Figure 5.. Relationships of hyaluronan and the CXCR4 axis are appreciated in human PDAC in the setting of GVAX.

Human PDAC tissue were collected from patients after one dose of neoadjuvant GVAX and subsequent surgical resection at our institution (n=22). (A) Immunohistochemistry (IHC) staining of CXCR4 (n=17) and hyaluronan (HA) expression was performed (n=15). (B) Analysis of HA expression in GVAX treated PDAC tumor with high stromal CXCR4 expression compared to tumor with low CXCR4 expression by IHC. The percentage of total cell subsets, as determined by multiplex IHC, were compared between high vs low CXCR4 expression groups: (C) CD8⁺ T-cells: [CD45⁺CD3⁺CD8⁺] (D) Th17⁺ T-cells: [CD45⁺CD3⁺CD8⁺Foxp3⁻RORlt⁺] (E) Th0: [CD45⁺CD3⁺CD8⁻Foxp3⁻RORgt⁻Tbet⁻GATA3⁻] (F) Th1: [CD45⁺CD3⁺CD8⁻Foxp3⁻RORgt⁻Tbet⁺] (G) Th2: [CD45⁺CD3⁺CD8⁻Foxp3⁻RORgt⁻GATA3⁺]. (H) Heat map generated to visualize the relationship of protein expression of CXCR4 and the density of immune cell infiltrates, particularly CD8⁺ T-cells, according to the quantification of IHC results. Whole exome RNA sequencing was performed on dissected pancreatic stroma of the same cohort of patients (n=17). (H) Granzyme A (I) IFNγ and (J) Perforin expression in PDAC tumor with high stromal CXCR4 expression were compared to tumor with low CXCR4 expression. (K) Heat map generated to visualize the relationship between the RNA expression of CXCR4 and the expression of markers of effector T-cell function. Data represent mean ± SEM. ns not significant, * p<0.05,** p<0.01

Figure 6.. A working model of the mechanistic role of PEGPH20 in the microenvironment of PDAC.

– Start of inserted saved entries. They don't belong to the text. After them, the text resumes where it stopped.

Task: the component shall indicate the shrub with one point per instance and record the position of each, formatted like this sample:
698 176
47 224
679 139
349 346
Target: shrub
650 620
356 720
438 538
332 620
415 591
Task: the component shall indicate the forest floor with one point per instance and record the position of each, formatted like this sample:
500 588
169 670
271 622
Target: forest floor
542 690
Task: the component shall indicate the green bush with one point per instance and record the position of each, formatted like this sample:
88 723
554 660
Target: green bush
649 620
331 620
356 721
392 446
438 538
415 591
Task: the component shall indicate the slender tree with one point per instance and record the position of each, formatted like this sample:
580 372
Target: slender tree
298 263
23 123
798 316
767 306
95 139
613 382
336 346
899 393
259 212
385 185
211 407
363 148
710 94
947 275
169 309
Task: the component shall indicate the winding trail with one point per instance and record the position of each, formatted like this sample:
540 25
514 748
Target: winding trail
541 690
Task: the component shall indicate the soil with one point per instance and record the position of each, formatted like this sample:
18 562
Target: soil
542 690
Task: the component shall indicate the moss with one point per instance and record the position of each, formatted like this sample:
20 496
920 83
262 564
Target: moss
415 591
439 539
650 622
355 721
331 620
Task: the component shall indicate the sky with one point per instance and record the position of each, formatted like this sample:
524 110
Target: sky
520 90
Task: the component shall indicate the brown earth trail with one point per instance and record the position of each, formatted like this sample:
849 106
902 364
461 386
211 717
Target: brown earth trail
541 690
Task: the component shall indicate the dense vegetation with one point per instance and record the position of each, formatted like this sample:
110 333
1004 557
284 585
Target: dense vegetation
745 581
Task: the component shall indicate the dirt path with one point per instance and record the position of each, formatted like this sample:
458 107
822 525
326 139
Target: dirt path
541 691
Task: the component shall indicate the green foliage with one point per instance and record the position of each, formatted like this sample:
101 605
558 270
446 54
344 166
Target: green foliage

The pancreatic cancer tumor microenvironment is dense, fibrotic and excluded from immune surveillance leading to a paucity of CD8 T-cells. PEGPH20 targets and depletes the extracellular matrix hyaluronic acid allowing vascular expansion and access to the tumor. An associated decrease in CXCL12 expression is appreciated in the cancer associated fibroblasts within the stroma. Downstream CXCR4 expression is diminished in the myeloid cells. CCR7 expression is then decreased in infiltrating CD8 cells leading to a skew towards the effector memory T-cell subtype.